LONDON: Begbies Traynor Group plc (AIM: BEG), a leading financial and real estate advisory firm, announced its final results for the year ended April 30, 2025, marking a decade of profitable growth and surpassing market expectations across key financial metrics.
Financial Performance
- Revenue rose 12% year-over-year to £153.7 million (2024: £136.7m), with 10% organic and 2% acquisitive growth.
- Adjusted EBITDA increased 11% to £31.7 million (2024: £28.5m).
- Adjusted profit before tax climbed to £23.5 million (2024: £22.0m), while statutory profit before tax nearly doubled to £11.5 million (2024: £5.8m).
- Free cash flow surged 56% to £19.4 million, supporting a net cash position of £0.9 million, compared to net debt of £1.4 million last year.
- Adjusted diluted EPS rose to 10.5p (2024: 9.9p); proposed total dividend increased 8% to 4.3p, marking the eighth consecutive year of dividend growth.
Operational Highlights
The group reported strong performances across both its core divisions:
- Business Recovery and Advisory: Growth was driven by larger, higher-value cases and a significant expansion in advisory services, including restructuring, special situations M&A, and funding projects. The advisory business has tripled in size since 2020.
- Property Advisory: Continued revenue growth was supported by a leading position in property auctions and strategic senior hires across valuations, asset sales, and consultancy.
Outlook
Executive Chairman Ric Traynor expressed confidence in the group’s trajectory: “Our results are ahead of original market consensus expectations in terms of revenue, EBITDA and net cash, driven by strong organic growth across our advisory services.
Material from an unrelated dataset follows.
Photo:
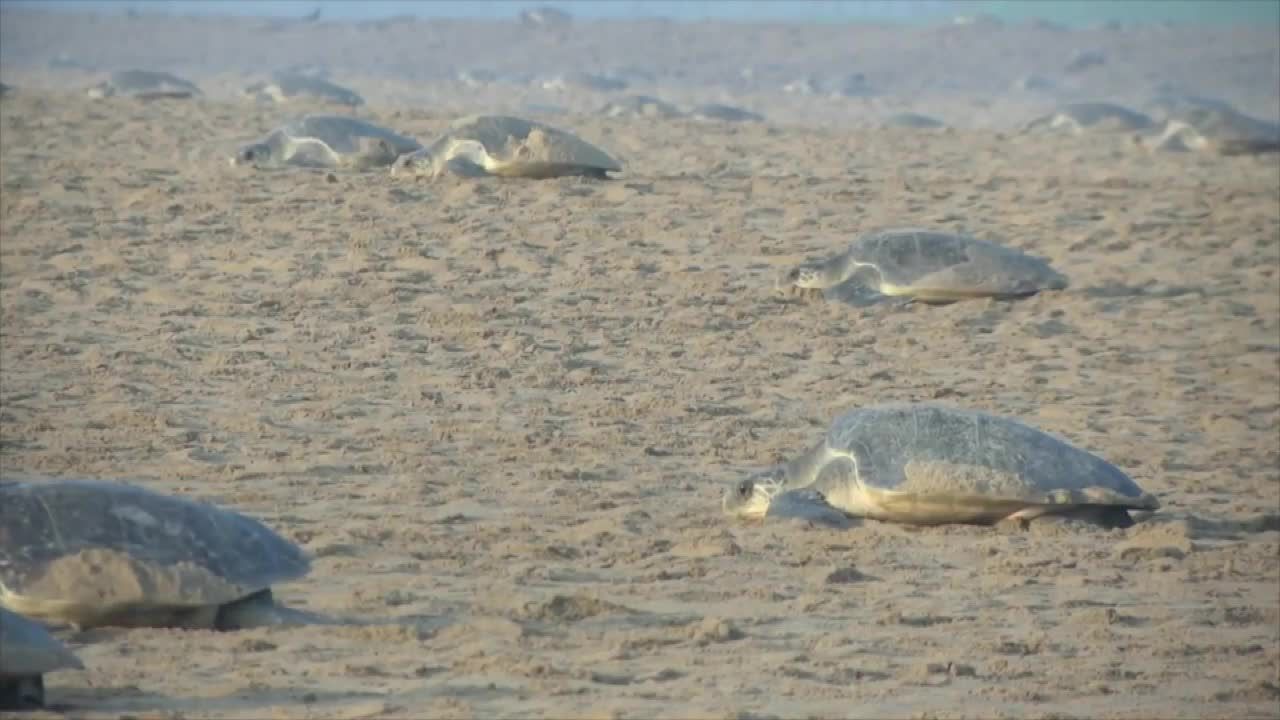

We expect revenue to be at the upper end of market expectations in FY2026, with profit growth in line with forecasts.”
The group cited a robust balance sheet, expanded professional teams, and supportive market conditions as key enablers of continued investment in both organic and acquisitive growth. A further trading update is expected at the annual general meeting in September 2025.